Though Wikipedia states, with the reference to a TV channel that "police never investigated Firefox browser evidence on Casey's computer", Mr. Stenger witnesses that in fact it did.

The Firefox history data which this evidence was recovered from was located in unallocated space and could not be attributed to a specific user. The recovered history utilized a Mork database format which had not been used by Firefox for some time.The Mork format is considered to be inefficient and difficult to parse as the database gets larger.

Further complicating the examination of the computer was the fact that all the users in the household appeared to access the computer and user accounts. In addition the CMOS battery had been dead for an extended period of time. Users shutting down the computer and power failures from common Central Florida thunderstorms resulted in the date and time constantly being reset to the default. It also did not appear that the users made an effort to correctly set the date and time after it came back up.

Four separate forensic examination tools were used to try and examine the Firefox artifact. All four produced differing results.
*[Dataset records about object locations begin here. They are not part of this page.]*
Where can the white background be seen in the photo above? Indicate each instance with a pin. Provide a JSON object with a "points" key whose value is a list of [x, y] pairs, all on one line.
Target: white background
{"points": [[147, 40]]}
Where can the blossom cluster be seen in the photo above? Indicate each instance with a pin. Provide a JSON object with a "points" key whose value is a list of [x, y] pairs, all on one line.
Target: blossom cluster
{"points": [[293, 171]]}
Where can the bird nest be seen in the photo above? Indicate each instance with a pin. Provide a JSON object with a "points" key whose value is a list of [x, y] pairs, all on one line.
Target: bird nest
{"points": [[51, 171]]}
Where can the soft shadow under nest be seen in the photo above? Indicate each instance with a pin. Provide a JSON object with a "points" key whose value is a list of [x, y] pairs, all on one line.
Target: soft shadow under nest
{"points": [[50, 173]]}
Among the software used for the analysis was a tool called 'CacheBack', and its author was an ex-law enforcement officer. CacheBack analyzed Internet Explorer history of the desktop computer, which was seized from Anthony's home and gave the result described above.

CacheBack user interface

A spreadsheet was generated with the results of the analysis of the Firefox artifact and provided to the Prosecution and Defense. The examiner after consulting with the Prosecution recommended not presenting the evidence of the 84 visits to the website since the analysis differed between all the applications on this point.It was decided to just present the search terms used in Google which did cross check with the other tools.

Examiners and the Prosecution agreed that the best course of action was to present the digital evidence which could be cross checked and verified and also was corroborated by physical evidence. In this case the air sample taken from the suspects vehicle which had a high concentration of chloroform.
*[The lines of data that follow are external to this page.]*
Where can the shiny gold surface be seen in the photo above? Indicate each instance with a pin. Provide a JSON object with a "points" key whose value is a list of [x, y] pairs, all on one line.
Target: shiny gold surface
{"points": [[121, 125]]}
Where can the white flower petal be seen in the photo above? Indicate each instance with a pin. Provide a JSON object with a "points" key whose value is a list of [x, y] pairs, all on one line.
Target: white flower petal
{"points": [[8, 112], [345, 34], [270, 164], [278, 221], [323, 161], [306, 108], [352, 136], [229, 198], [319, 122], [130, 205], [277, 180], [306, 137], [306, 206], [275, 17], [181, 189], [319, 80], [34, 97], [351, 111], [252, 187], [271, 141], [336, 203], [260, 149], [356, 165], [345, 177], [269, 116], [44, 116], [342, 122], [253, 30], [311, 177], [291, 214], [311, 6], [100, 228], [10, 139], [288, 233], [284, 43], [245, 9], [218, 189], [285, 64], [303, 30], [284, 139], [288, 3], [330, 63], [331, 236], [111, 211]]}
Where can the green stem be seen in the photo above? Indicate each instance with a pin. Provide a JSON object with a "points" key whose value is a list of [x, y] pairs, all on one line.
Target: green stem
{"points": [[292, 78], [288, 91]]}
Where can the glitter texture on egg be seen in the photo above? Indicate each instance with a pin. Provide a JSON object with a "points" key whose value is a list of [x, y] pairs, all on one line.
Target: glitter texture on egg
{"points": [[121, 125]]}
During direct examination by the Prosecution the portion of the spreadsheet containing the Google searches was shown to the jury, judge and attorneys via display. This information was not visible to the visitors or media. The witness was questioned on the information presented. During cross examination by the Defense however the Defense attorney accidently presented to the jury the part of the spreadsheet containing the 84 visits to the website on making chloroform. The Prosecution on redirect then brought to the attention of the jury the 84 visit results that the Defense had accidently entered into evidence. At this point neither the Defense nor the Prosecution was aware that the number of visits to the site was in error.

Was Casey Anthony guilty?

After the conclusion of the case, News Media interviewed several of the jurors. They indicated that they could not come to a conclusion on a guilty verdict. While the digital and physical evidence that was presented suggested a number of different methods of possible homicide no actual cause of death was determined making all of the possibilities just theories without evidence.

The presiding judge was interviewed after his retirement and he concluded that the evidence presented indicated that the suspect had utilized chloroform on the victim but there was no evidence that the death was the result of a deliberate overdose or simple negligence/abuse.


Cross checking results is a vital part of any digital forensics exam. This case presents an interesting problem in what an examiner should do in the event that none of the forensic applications have results that cross-check each other.

Even if you have a preferred digital forensic tool and often rely on it, double check its results by using another digital forensic tool, or manually.


Belkasoft is grateful to Mr. Stenger for his comments and contribution to fixing inaccuracies in the original version of this article.